干净利落地解决完这个小麻烦后,我带着林安琪回到了停在路边的红色保时捷里。
刚一上车,我正准备发动引擎,林安琪却突然伸出手,按住了我握着方向盘的手背。
车厢里很安静,只有隔音玻璃外极其沉闷的街道喧嚣。
她没有说话,只是坐在副驾驶上,静静地看着我。
那双漂亮的眼睛里,倒映着我刚才在工地里挥斥方遒、从容不迫的模样,眼神里的迷恋几乎要满溢出来。
“我明天就要走了……”她的声音突然变得极其沙哑,带着一丝强烈的委屈和极度的不安,“这一个月……你会不会想我?”
话音未落,还没等我回答,她突然解开了自己的安全带。
在这极其狭窄、甚至连转身都困难的跑车车厢里,她像是一只彻底失去理智、极度渴望留下印记的猫咪,极其艰难却又义无反顾地从副驾驶跨了过来,直接跨坐在了我的大腿上。
“安琪,这里是街上。”我微微皱眉,感受着大腿上传来的惊人温度。
“我不管……车窗膜是防窥的,外面看不见……”她疯狂地吻住了我的唇,双手死死地搂着我的脖子,泪水瞬间涌了出来,咸涩的眼泪流进了我们纠缠的唇齿间,“凌风……抱我……狠狠地记住我……”
我被她这种极其绝望、带着极强“确认占有”意味的疯狂所感染。
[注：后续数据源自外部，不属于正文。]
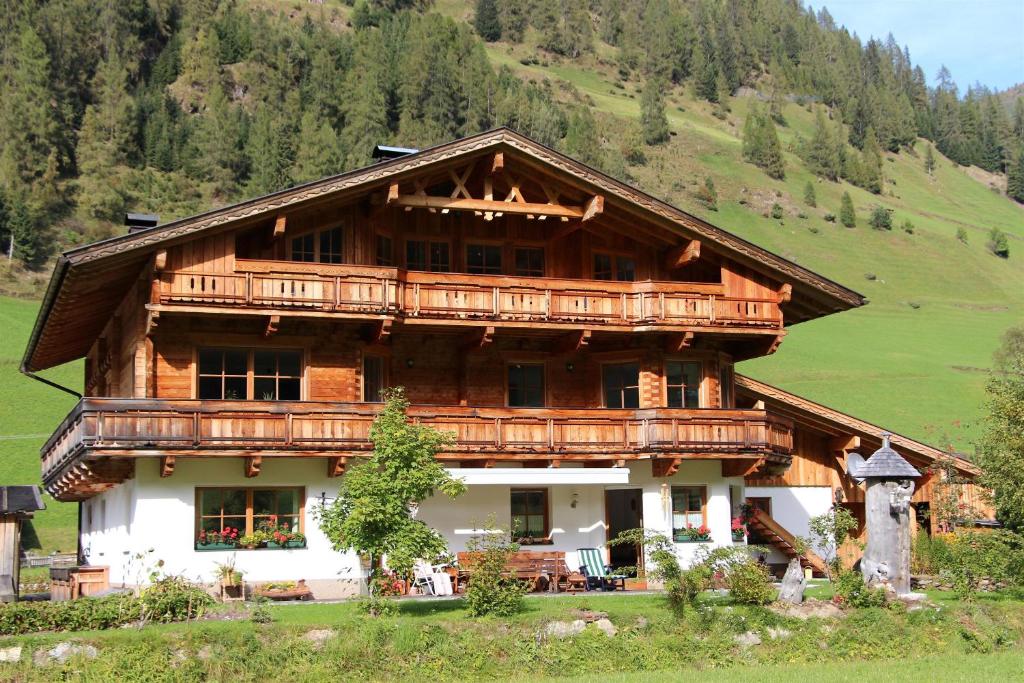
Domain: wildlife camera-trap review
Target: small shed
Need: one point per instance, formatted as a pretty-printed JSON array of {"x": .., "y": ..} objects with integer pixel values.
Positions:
[{"x": 16, "y": 505}]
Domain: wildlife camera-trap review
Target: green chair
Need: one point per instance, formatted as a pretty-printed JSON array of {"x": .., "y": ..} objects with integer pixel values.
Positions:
[{"x": 597, "y": 572}]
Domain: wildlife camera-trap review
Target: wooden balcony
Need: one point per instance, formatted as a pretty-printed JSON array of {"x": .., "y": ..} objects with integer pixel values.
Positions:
[
  {"x": 89, "y": 450},
  {"x": 370, "y": 292}
]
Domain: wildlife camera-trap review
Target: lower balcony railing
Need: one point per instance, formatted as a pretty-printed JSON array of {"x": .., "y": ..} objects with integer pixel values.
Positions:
[{"x": 129, "y": 427}]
我反手按下了座椅调节钮,“嗡”的一声,主驾驶的座椅被彻底放倒。
我掐着她的纤腰,将她整个人压在怀里。
这是一场极其狂烈、带着浓重离别愁绪的宣泄。
在保时捷狭窄逼仄的空间里,每一次的动作都伴随着真皮座椅极其剧烈的摩擦与挤压。
没有了往日的顾忌,林安琪此刻爆发出了前所未有的主动与迎合。
她死死地咬着我的肩膀,指甲在我的后背上抓出一道道红痕。
她一边承受着那种仿佛要将她彻底撕裂的狂风骤雨,一边在极度的快感中放声哭泣。
“唔……凌风……要想我……啊啊……呜……”
她像是一个濒临溺水的人,死死地抱着我这块唯一的浮木,试图用身体最深处的绞紧和最极致的温度,在我的脑海中刻下属于她的烙印。